Well now, who had a nice big cry over our intrepid but weary dad and his keenly observant and silently sad son?
Fortunately, not me – but I’m told post-apocalyptic The Road burns your internal organs and has you sobbing on planes, trains and automobiles all over the world.
I admit, I did wobble a couple of times because I had been forewarned that it would ream me emotionally, and any time there are children involved in anything I am completely useless. To reach over and feel if your child is still breathing in an uncertain, cold hellish wasteland will absolutely kick me in the gut. Everything else, well… it didn’t slay me. Which is both good and bad.
Bad shit happens. Like real bad shit. The roasted baby I think will be something I’ll not soon forget, nor will I the people in the basement. I don’t know what it says about me (or the things I’m acclimatised to reading) that it didn’t upset me, but I’ve always been more fascinated and profoundly moved by books and movies that are bleak, unhopeful, and with a tragic ending. Unexpected tragic endings are even better. Which is kind of why I didn’t enjoy this book’s hopeful, uplifting (and somewhat abrupt?) ending. Call me callous but wouldn’t it be even more poignant if the boy wasn’t rescued? And had to live out his days in utter uselessness? In a land that’s going to kill you anyway no matter how brave you are or how hard you try? I mean… that’s an ending. That’ll stay with you. Now I just imagine him fishing in the sunshine with his new mommy. A severe swerve from the driving devastation and discomfort the rest of the book described so beautifully.

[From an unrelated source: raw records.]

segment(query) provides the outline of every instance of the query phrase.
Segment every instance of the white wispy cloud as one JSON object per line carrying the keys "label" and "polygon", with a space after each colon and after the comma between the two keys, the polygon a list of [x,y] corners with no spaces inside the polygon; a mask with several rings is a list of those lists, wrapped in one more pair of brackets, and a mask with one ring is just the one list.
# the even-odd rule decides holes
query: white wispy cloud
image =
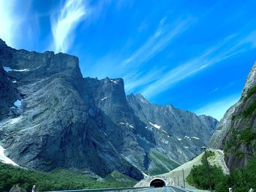
{"label": "white wispy cloud", "polygon": [[241,93],[228,96],[222,98],[218,101],[206,104],[199,109],[196,109],[194,112],[197,115],[210,115],[218,120],[224,116],[226,111],[233,104],[235,104],[240,99]]}
{"label": "white wispy cloud", "polygon": [[242,37],[238,35],[229,36],[218,45],[206,50],[202,55],[167,71],[157,80],[143,88],[141,93],[149,99],[204,69],[246,50],[244,46],[246,46],[247,49],[248,45],[249,48],[256,47],[255,39],[255,31]]}
{"label": "white wispy cloud", "polygon": [[67,53],[72,45],[76,27],[88,14],[87,1],[67,0],[60,14],[51,18],[53,49],[56,52]]}
{"label": "white wispy cloud", "polygon": [[185,31],[191,25],[192,19],[178,20],[172,24],[165,23],[166,18],[159,21],[159,26],[146,42],[126,58],[122,65],[141,65],[165,49],[172,39]]}
{"label": "white wispy cloud", "polygon": [[[0,38],[11,47],[17,47],[19,38],[23,38],[29,4],[30,1],[0,0]],[[24,8],[18,11],[20,7]]]}

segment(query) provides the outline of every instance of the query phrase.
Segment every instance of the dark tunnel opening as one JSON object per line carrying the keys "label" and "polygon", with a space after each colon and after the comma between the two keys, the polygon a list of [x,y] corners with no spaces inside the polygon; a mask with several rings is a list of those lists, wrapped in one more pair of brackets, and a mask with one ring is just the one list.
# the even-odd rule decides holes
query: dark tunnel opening
{"label": "dark tunnel opening", "polygon": [[154,179],[150,183],[150,186],[154,188],[162,188],[165,185],[165,182],[161,179]]}

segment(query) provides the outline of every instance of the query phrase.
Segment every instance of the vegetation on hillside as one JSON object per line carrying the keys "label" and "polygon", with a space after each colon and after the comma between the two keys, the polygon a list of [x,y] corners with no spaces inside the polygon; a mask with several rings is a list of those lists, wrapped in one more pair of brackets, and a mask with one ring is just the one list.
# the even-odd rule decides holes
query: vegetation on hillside
{"label": "vegetation on hillside", "polygon": [[[224,147],[225,154],[229,154],[232,149],[238,148],[241,144],[249,145],[256,139],[256,133],[251,127],[241,130],[231,128],[229,131],[230,137]],[[242,156],[240,155],[240,157]]]}
{"label": "vegetation on hillside", "polygon": [[132,187],[136,180],[118,172],[113,172],[103,180],[88,174],[69,170],[56,169],[50,172],[17,168],[0,163],[0,191],[9,191],[15,184],[31,191],[36,185],[37,191]]}
{"label": "vegetation on hillside", "polygon": [[[207,166],[205,161],[202,162],[203,164],[193,166],[187,181],[196,188],[208,189]],[[244,169],[236,169],[230,175],[224,174],[220,167],[210,165],[210,175],[211,187],[216,192],[228,191],[228,188],[234,192],[256,189],[256,157]]]}

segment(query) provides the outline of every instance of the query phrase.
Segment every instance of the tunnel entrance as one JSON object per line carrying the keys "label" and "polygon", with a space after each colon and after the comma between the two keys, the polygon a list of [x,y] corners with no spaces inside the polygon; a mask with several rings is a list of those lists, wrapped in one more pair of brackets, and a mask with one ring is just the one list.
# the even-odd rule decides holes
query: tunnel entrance
{"label": "tunnel entrance", "polygon": [[165,185],[166,185],[165,182],[163,180],[161,180],[159,178],[154,179],[150,183],[150,186],[154,187],[154,188],[162,188]]}

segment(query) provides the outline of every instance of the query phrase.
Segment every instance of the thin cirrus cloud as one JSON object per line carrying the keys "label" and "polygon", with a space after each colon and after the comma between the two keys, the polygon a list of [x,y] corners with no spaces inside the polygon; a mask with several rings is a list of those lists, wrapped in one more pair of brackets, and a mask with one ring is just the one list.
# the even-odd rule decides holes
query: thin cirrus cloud
{"label": "thin cirrus cloud", "polygon": [[[19,40],[23,39],[24,29],[23,27],[27,20],[30,1],[0,0],[0,38],[12,47],[17,47]],[[21,11],[18,7],[25,7]]]}
{"label": "thin cirrus cloud", "polygon": [[[152,67],[154,72],[150,71],[148,73],[145,73],[140,69],[193,23],[192,18],[177,19],[170,24],[166,23],[167,19],[164,18],[159,22],[156,30],[139,47],[135,50],[123,48],[118,53],[106,55],[103,58],[98,60],[91,72],[91,75],[100,78],[116,75],[123,77],[127,92],[156,80],[165,67]],[[115,68],[114,71],[113,68]],[[98,69],[101,70],[99,71]]]}
{"label": "thin cirrus cloud", "polygon": [[172,40],[186,31],[193,23],[193,19],[188,18],[167,25],[165,24],[166,19],[167,18],[162,19],[153,35],[149,37],[141,47],[132,52],[128,58],[121,62],[121,66],[123,71],[130,71],[129,73],[124,75],[126,82],[125,89],[127,92],[157,80],[165,67],[161,69],[152,67],[149,72],[143,74],[141,71],[138,70],[138,66],[163,50]]}
{"label": "thin cirrus cloud", "polygon": [[256,47],[255,39],[256,31],[245,37],[238,34],[229,36],[216,46],[207,50],[201,56],[192,58],[162,74],[157,80],[149,84],[140,92],[147,99],[150,99],[203,69],[246,50],[245,47],[247,50]]}
{"label": "thin cirrus cloud", "polygon": [[74,40],[75,28],[88,15],[87,4],[83,0],[67,0],[60,14],[51,18],[52,47],[56,52],[67,53],[69,50]]}
{"label": "thin cirrus cloud", "polygon": [[140,65],[153,58],[165,49],[170,42],[178,34],[185,31],[192,24],[192,18],[178,20],[172,25],[165,24],[167,18],[162,19],[157,31],[138,49],[133,51],[130,56],[122,62],[122,66]]}
{"label": "thin cirrus cloud", "polygon": [[234,94],[222,98],[218,101],[206,104],[200,108],[196,109],[195,112],[197,115],[206,115],[214,117],[218,120],[224,116],[225,112],[237,102],[240,99],[240,94]]}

The spare, punchy prose is a joy to read. What a story, told so simply and so matter-of-fact. The world has ended, there is no food, and everyone you meet will kill you. There. is. no. hope. Yet a man continues to live and keep his son alive even after his wife has died by suicide knowing to try and live is futile. Dangerous, even. Why bother?

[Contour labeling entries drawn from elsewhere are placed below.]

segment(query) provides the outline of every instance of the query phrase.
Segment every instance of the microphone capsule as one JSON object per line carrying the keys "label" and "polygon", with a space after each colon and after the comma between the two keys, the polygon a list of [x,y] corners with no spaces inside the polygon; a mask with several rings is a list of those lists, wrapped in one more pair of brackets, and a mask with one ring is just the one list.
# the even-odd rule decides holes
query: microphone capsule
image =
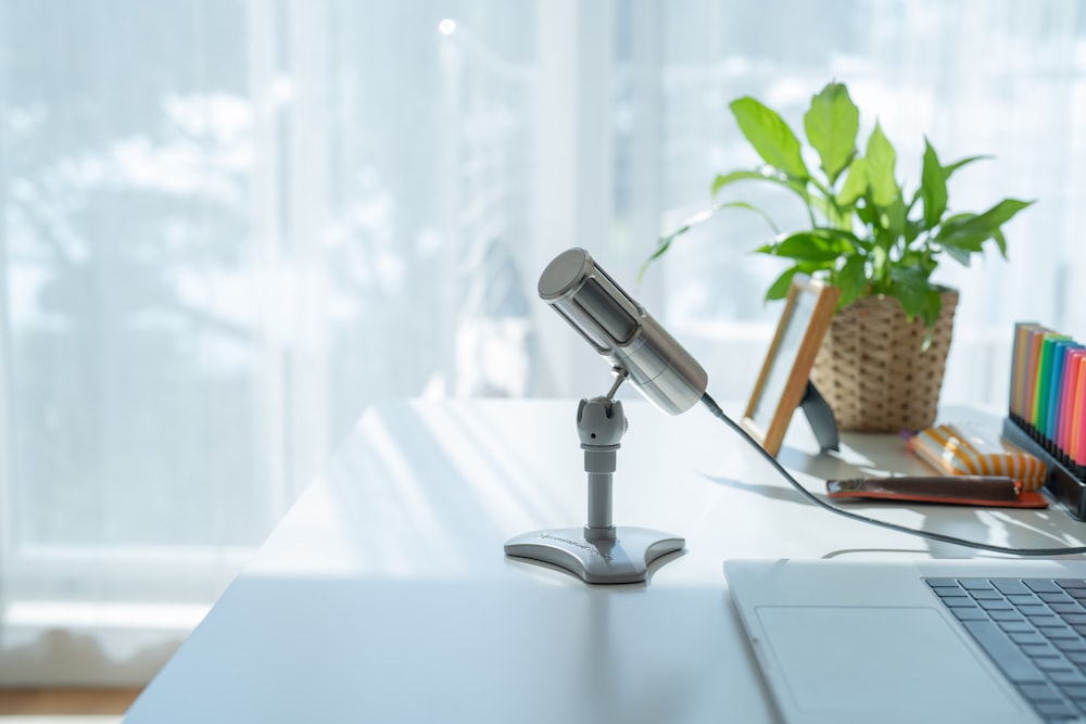
{"label": "microphone capsule", "polygon": [[665,412],[684,412],[702,398],[708,384],[702,366],[583,249],[547,265],[539,294]]}

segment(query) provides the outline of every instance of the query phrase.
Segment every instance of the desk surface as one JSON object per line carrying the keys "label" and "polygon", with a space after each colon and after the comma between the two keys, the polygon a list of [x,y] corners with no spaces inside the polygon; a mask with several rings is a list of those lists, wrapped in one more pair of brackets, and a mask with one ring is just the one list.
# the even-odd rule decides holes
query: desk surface
{"label": "desk surface", "polygon": [[[576,402],[377,406],[125,721],[771,722],[725,558],[974,555],[811,506],[700,407],[624,405],[615,523],[686,538],[647,583],[503,554],[584,523]],[[845,434],[828,457],[798,430],[779,459],[816,492],[924,470],[891,435]],[[1056,507],[850,509],[1020,547],[1086,533]]]}

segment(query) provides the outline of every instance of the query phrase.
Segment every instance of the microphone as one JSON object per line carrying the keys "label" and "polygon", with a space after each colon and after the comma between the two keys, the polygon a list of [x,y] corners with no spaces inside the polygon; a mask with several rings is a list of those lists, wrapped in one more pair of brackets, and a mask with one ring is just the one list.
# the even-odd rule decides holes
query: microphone
{"label": "microphone", "polygon": [[569,249],[540,276],[540,297],[668,415],[693,407],[705,369],[583,249]]}

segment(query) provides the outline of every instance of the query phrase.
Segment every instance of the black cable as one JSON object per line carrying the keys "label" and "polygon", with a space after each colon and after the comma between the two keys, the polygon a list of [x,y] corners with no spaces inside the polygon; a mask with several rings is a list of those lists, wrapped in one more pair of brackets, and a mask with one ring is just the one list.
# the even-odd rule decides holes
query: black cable
{"label": "black cable", "polygon": [[792,486],[795,487],[800,495],[803,495],[806,499],[810,500],[815,505],[821,508],[825,508],[826,510],[831,510],[837,513],[838,516],[844,516],[845,518],[858,520],[861,523],[870,523],[872,525],[886,528],[892,531],[897,531],[898,533],[917,535],[922,538],[940,541],[943,543],[952,543],[955,545],[965,546],[968,548],[978,548],[981,550],[990,550],[993,552],[1011,554],[1013,556],[1066,556],[1070,554],[1086,554],[1086,546],[1064,547],[1064,548],[1009,548],[1006,546],[995,546],[987,543],[978,543],[976,541],[956,538],[952,535],[944,535],[942,533],[932,533],[930,531],[921,531],[919,529],[908,528],[906,525],[898,525],[896,523],[891,523],[885,520],[879,520],[876,518],[868,518],[867,516],[861,516],[859,513],[855,513],[849,510],[838,508],[837,506],[830,505],[829,503],[826,503],[825,500],[823,500],[822,498],[818,497],[817,495],[808,491],[806,487],[804,487],[799,483],[799,481],[793,478],[792,474],[784,469],[784,466],[782,466],[780,462],[776,461],[776,458],[767,453],[765,448],[762,448],[762,446],[758,444],[758,441],[756,441],[754,437],[750,436],[750,433],[744,430],[742,425],[737,424],[730,417],[724,415],[724,411],[720,409],[720,406],[717,405],[717,403],[712,399],[712,397],[709,396],[709,393],[705,393],[704,395],[702,395],[702,403],[704,403],[705,406],[709,408],[710,412],[712,412],[716,417],[723,420],[724,424],[727,424],[732,430],[737,432],[738,435],[743,437],[743,440],[745,440],[747,443],[750,444],[752,447],[758,450],[761,454],[761,456],[766,458],[771,466],[773,466],[773,469],[776,470],[776,472],[779,472],[786,481],[788,481],[788,483],[791,483]]}

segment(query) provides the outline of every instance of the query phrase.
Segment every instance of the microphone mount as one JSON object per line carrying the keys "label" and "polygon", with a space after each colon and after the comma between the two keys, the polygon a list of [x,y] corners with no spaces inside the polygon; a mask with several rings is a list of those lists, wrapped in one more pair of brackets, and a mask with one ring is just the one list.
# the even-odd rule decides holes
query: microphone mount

In our real-life book club chat we talked about how none of the events in the book seemed far-fetched – all of it was entirely possible. but it also sparked some interesting conversation online also – if this was your reality, would you tap out like the mum, or push on like the dad? The dad who roamed the land with only two bullets in his gun, one to kill his son if he had to, before anyone else could hurt him. With no food! No ability to grow any food. Everything burned to the ground, everything looted, no humans to trust. Where being alive is a complete waste of time. Every minute is a miserable, worthless, stressful struggle.
What would you do?
“Can I ask you something?”
“Yes. Of course.”
“Are we going to die?”
“Sometime. Not now.”
Tina Lacy says
I finally read one! I like it kind of, I was anxious the whole way through it waiting for something really bad to happen (thinking about it, this had already happened). I really liked the boy, his selflessness and wiseness. Starting it I didn’t understand really what had happened and how they had got to where they were but it got clearer the more I read. I wonder how many roasted babies those people ate and if they made them just to eat them…………I don’t think I cried but I don’t cry with many books (the last one was a non fiction where the authors daughter had died aged 12). I did wonder what was the point of it all as in there seems to be no hope so why carry on? what where they hoping to find?
Stacey says
I feel very much the same as you, reading this. And yay for finishing! That’s rad.